History, lately run amok, is ordered with such tidy, forceful finesse by Natalie Portman’s Jacqueline Kennedy in in the piercing “Jackie.” Summoning a journalist to Hyannis Port in 1963, not long after the assassination of John F. Kennedy, she coolly sets the record for her late husband’s legacy, coining “Camelot” and shaping the mythology. Some details that don’t fit the narrative she simply crosses out. “I don’t smoke,” she tells the Life magazine reporter (Billy Crudup), with a cigarette dangling between her fingers.

Pablo Larrain’s “Jackie,” a work of probing intimacy and shattered stereotype, is an electrifyingly fractured portrait of the former First Lady. Gone is the image of the wan, serene Jackie. Here, instead, is a savvy public-relations operator, a steely widow in grief and a woman redefining herself amid tragedy. “I’m his wi–” she begins saying after Dallas. “Whatever I am now.”

The more complicated view of the mysterious Kennedy is inspired partly by the revelatory private interviews conducted by Arthur M. Schlesinger Jr. and released in 2011. She was not purely her pillbox-wearing public image, not merely a totem of grace, the candid tapes revealed.

Throughout “Jackie,” we feel her discomfort at playing a starring role in an American fairy tale turned nightmare. The disharmony, sounded by Mica Levi’s knotted, gloomy score, is always there between persona and person. “We’re the beautiful people, right?” she sarcastically quips. Exiting Air Force One, she deadpans to her husband (Caspar Phillipson), “I love crowds.” In Larrain’s hands, Kennedy’s pained public performance is a kind of sacrifice. “Jackie” is at once a deconstruction of the Jackie Kennedy fable and a dramatization of its making.


Penned by Noah Oppenheim (“The Maze Runner”), “Jackie” evades the traditional biopic format like a disease. It’s organized around the Hyannis Port interview with flashbacks to events large and small before the assassination, during it and after. Many of the scenes, quiet and empty, are shot less like flashbacks than like Kennedy’s own splintered, haunted memories.

Some, like her televised White House tour (recreated with black-and-white precision), are familiar. Others are strikingly surreal. Kennedy silently marching through a vacant White House, her pink suit bloodied from the shooting, is an unshakable image that feels straight out of Kubrick.

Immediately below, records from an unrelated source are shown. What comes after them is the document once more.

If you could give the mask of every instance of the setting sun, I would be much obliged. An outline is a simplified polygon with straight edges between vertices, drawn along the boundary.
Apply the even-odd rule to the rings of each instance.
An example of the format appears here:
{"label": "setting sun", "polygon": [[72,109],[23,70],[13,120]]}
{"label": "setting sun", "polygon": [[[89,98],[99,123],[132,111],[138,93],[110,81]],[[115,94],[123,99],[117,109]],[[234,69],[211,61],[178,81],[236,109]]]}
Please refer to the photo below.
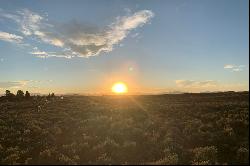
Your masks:
{"label": "setting sun", "polygon": [[123,94],[128,91],[127,86],[123,82],[117,82],[112,86],[112,92],[117,94]]}

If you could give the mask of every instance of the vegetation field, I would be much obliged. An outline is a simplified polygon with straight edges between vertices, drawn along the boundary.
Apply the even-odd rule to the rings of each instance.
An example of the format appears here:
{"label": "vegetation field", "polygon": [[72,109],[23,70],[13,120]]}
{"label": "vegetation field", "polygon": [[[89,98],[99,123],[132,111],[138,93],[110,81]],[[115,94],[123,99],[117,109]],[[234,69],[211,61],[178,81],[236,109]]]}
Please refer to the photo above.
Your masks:
{"label": "vegetation field", "polygon": [[249,92],[0,98],[0,164],[249,164]]}

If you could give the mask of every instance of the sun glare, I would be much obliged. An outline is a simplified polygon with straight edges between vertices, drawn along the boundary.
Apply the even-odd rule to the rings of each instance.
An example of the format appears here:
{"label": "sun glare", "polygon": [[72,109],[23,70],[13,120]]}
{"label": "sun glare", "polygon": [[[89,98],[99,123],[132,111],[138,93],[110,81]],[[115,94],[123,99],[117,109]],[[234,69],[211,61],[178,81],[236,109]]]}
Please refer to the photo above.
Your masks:
{"label": "sun glare", "polygon": [[128,88],[123,82],[117,82],[112,86],[112,92],[117,94],[127,93]]}

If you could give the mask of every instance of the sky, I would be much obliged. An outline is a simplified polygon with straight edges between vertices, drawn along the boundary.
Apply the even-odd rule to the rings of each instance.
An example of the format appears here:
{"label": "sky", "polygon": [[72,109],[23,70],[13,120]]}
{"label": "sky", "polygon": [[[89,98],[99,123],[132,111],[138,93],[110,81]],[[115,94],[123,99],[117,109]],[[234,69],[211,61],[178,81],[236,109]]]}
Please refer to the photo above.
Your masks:
{"label": "sky", "polygon": [[0,94],[249,90],[248,0],[0,0]]}

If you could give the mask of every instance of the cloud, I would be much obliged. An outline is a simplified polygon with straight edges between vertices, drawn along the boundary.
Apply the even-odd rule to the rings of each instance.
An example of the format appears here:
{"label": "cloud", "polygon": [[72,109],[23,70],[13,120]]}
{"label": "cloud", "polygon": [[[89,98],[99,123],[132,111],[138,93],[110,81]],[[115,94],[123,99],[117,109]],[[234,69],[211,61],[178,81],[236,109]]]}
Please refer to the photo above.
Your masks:
{"label": "cloud", "polygon": [[0,40],[11,42],[11,43],[21,43],[23,40],[23,37],[0,31]]}
{"label": "cloud", "polygon": [[[77,21],[53,24],[46,16],[39,15],[28,9],[15,14],[4,13],[4,18],[13,20],[25,37],[62,48],[59,52],[32,52],[37,57],[90,57],[108,53],[114,46],[124,40],[130,31],[142,27],[154,17],[150,10],[141,10],[134,14],[116,17],[115,21],[104,28],[92,28]],[[34,47],[34,46],[33,46]],[[66,50],[66,51],[65,51]]]}
{"label": "cloud", "polygon": [[0,89],[20,88],[27,85],[29,82],[29,80],[0,82]]}
{"label": "cloud", "polygon": [[245,68],[245,65],[232,65],[232,64],[227,64],[224,65],[224,69],[230,69],[233,72],[239,72],[239,71],[243,71],[243,69]]}
{"label": "cloud", "polygon": [[217,85],[217,81],[213,80],[206,80],[206,81],[175,80],[175,83],[178,87],[184,87],[184,88],[204,88]]}

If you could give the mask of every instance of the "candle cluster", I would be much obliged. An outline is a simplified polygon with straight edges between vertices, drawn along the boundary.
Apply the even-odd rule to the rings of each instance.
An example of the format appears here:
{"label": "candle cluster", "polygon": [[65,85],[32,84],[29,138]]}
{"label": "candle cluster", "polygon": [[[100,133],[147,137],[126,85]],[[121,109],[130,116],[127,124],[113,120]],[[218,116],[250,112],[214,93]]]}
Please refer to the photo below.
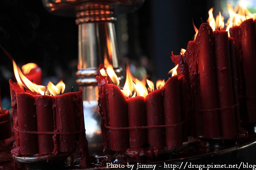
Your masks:
{"label": "candle cluster", "polygon": [[74,153],[87,166],[82,91],[57,96],[22,90],[9,81],[15,141],[13,156]]}
{"label": "candle cluster", "polygon": [[188,106],[195,137],[233,138],[240,132],[234,49],[227,32],[213,32],[204,23],[184,54],[172,57],[190,91],[186,99],[192,99]]}
{"label": "candle cluster", "polygon": [[248,19],[229,30],[235,40],[236,68],[241,118],[256,122],[256,20]]}
{"label": "candle cluster", "polygon": [[138,93],[127,98],[102,69],[106,72],[101,64],[97,79],[104,150],[109,144],[114,151],[139,154],[182,145],[177,76],[145,98]]}

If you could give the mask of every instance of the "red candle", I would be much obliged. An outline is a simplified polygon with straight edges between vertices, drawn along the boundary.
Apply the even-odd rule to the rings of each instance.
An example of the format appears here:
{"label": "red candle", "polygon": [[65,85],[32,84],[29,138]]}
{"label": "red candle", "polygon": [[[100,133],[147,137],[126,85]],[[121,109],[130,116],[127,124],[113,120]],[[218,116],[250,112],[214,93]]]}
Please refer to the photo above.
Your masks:
{"label": "red candle", "polygon": [[196,137],[202,135],[203,121],[201,109],[199,76],[198,73],[198,58],[196,55],[195,41],[188,41],[184,54],[185,62],[188,67],[189,85],[191,93],[192,103],[190,119],[193,136]]}
{"label": "red candle", "polygon": [[[111,128],[126,128],[128,126],[126,98],[119,88],[113,84],[109,85],[108,109],[109,126]],[[121,151],[129,147],[128,130],[110,130],[111,149]]]}
{"label": "red candle", "polygon": [[[183,75],[181,74],[178,78],[179,81],[179,90],[180,94],[180,118],[181,121],[185,121],[181,125],[182,129],[182,142],[187,142],[188,140],[188,122],[186,121],[187,114],[187,111],[188,111],[188,101],[187,101],[187,98],[185,98],[185,93],[183,92],[183,90],[185,90],[185,84],[183,86]],[[184,83],[185,82],[184,80]],[[187,102],[188,101],[188,102]]]}
{"label": "red candle", "polygon": [[12,136],[10,112],[8,110],[0,110],[0,140],[8,139]]}
{"label": "red candle", "polygon": [[[230,63],[231,67],[231,75],[232,79],[232,89],[233,92],[233,97],[234,104],[239,103],[237,91],[237,82],[236,78],[236,58],[235,55],[235,47],[234,39],[232,37],[228,37],[228,46],[230,56]],[[235,110],[236,118],[236,133],[239,133],[241,130],[240,124],[240,114],[239,112],[239,105],[236,106]]]}
{"label": "red candle", "polygon": [[[248,122],[256,122],[256,50],[252,19],[249,19],[240,25],[241,43],[243,49],[243,64],[245,83]],[[253,35],[254,35],[254,36]]]}
{"label": "red candle", "polygon": [[[146,126],[145,99],[136,96],[127,100],[128,124],[129,127]],[[147,144],[147,129],[129,129],[130,148],[138,149]]]}
{"label": "red candle", "polygon": [[[53,132],[54,130],[52,110],[54,97],[46,95],[35,96],[36,122],[38,132]],[[52,134],[38,134],[38,152],[42,154],[52,153],[54,146]]]}
{"label": "red candle", "polygon": [[[165,125],[181,122],[178,75],[170,78],[162,88]],[[177,147],[182,145],[181,125],[165,128],[166,146]]]}
{"label": "red candle", "polygon": [[202,24],[196,43],[198,53],[202,108],[212,110],[203,112],[204,136],[207,138],[221,136],[220,112],[213,110],[219,108],[213,41],[211,26],[207,23]]}
{"label": "red candle", "polygon": [[230,107],[234,104],[228,32],[215,31],[213,36],[222,137],[233,137],[236,132],[234,107]]}
{"label": "red candle", "polygon": [[103,154],[110,144],[110,133],[109,129],[105,126],[109,126],[109,111],[108,110],[108,91],[109,83],[112,83],[112,81],[108,75],[107,77],[101,75],[100,70],[106,69],[102,64],[99,68],[99,76],[97,76],[96,79],[98,81],[99,88],[98,104],[99,112],[100,114],[100,126],[102,136],[102,143],[103,145]]}
{"label": "red candle", "polygon": [[17,92],[16,95],[20,154],[36,154],[38,153],[37,134],[20,132],[37,131],[34,96],[25,92]]}
{"label": "red candle", "polygon": [[[29,65],[33,65],[35,68],[31,69],[29,71],[23,72],[24,75],[28,80],[33,81],[33,83],[38,85],[42,84],[42,70],[40,67],[34,63],[28,63],[23,65],[22,67],[22,70],[24,70],[26,67],[28,67]],[[31,80],[33,80],[31,81]]]}
{"label": "red candle", "polygon": [[[14,113],[17,112],[17,115],[13,115],[14,127],[19,132],[16,133],[12,155],[73,153],[77,146],[78,153],[81,157],[80,165],[86,167],[89,153],[82,90],[56,96],[40,95],[27,89],[26,92],[22,92],[17,84],[11,80],[9,82],[12,108]],[[37,129],[37,127],[40,128]],[[36,133],[41,139],[39,143]],[[43,148],[44,146],[49,148]],[[40,153],[38,148],[44,152]]]}
{"label": "red candle", "polygon": [[235,41],[234,48],[235,59],[236,69],[236,72],[237,92],[239,101],[239,112],[242,120],[244,121],[247,119],[246,118],[247,108],[246,108],[245,96],[245,88],[243,73],[243,50],[242,49],[240,26],[235,26],[229,29],[230,36],[233,37]]}
{"label": "red candle", "polygon": [[164,128],[150,128],[150,126],[164,125],[164,108],[162,91],[155,90],[145,98],[148,142],[153,148],[161,149],[165,145]]}

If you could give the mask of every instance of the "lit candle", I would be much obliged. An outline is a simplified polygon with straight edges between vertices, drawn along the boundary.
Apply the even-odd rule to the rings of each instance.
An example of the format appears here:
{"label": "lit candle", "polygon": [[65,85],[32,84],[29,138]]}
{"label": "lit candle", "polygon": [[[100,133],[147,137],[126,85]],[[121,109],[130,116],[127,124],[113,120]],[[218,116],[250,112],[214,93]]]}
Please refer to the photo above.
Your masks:
{"label": "lit candle", "polygon": [[[221,124],[222,137],[234,137],[236,136],[231,67],[228,32],[215,30],[215,63],[219,94],[219,104]],[[224,107],[228,107],[227,108]]]}
{"label": "lit candle", "polygon": [[207,23],[202,24],[196,39],[198,58],[198,70],[204,137],[221,136],[217,88],[215,56],[212,29]]}
{"label": "lit candle", "polygon": [[165,128],[165,145],[177,147],[182,145],[181,126],[178,75],[172,77],[162,88],[164,125],[173,125]]}

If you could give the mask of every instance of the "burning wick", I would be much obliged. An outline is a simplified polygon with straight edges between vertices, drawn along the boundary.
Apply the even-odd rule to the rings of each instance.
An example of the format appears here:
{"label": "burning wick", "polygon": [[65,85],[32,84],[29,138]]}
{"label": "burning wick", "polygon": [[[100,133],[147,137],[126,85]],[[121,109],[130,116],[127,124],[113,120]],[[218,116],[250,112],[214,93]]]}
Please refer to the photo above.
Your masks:
{"label": "burning wick", "polygon": [[46,90],[47,90],[47,86],[45,86],[45,89],[44,89],[44,95],[45,95],[45,92],[46,92]]}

And then there’s Kennedy stomping through rainy Arlington, her heels digging into the wet ground. Seeking a spot for what will be the Eternal Flame, she is, through force of will, staking a plot in history for her husband. “Have you read what they’ve been writing?” she first greets the reporter. “It’s no way to be remembered.”

Portman’s Kennedy is, from the start, probably thornier and more uneasy than the woman ever was. Portman and Larrain have sharpened her and superimposed her story on a rigorously crafted but resolutely cold surface. “Jackie,” though endlessly fascinating, can feel like a character study conducted on a surgical table.

Larrain, the talented Chilean filmmaker of the Oscar-nominated “No” whose equally complex “Neruda” is also out soon, is interested in dissecting Kennedy but not solving her. “I’ll settle for a story that’s believable,” says Crudup’s reporter. The truth, Kennedy says, is out of reach.


What is within the grasp of “Jackie” — aside from a compelling, intricate performance from a fully committed Portman — is a sense of how difficult it may have been for Kennedy to make things look so easy. With preternatural poise, she served as a bulwark of decorum and order against the chaos of the times. It’s chilling now to hear the advice of Kennedy family friend William Walton (the great Richard E. Grant) after Lee Harvey Oswald is gunned down. He tells Kennedy to take the kids to Boston and “build a fortress.” ”The world’s gone mad, Mrs. Kennedy.”

“Jackie,” a Fox Searchlight release, is rated R by the Motion Picture Association of America for “brief strong violence and some language.” Running time: 100 minutes. Three stars out of four.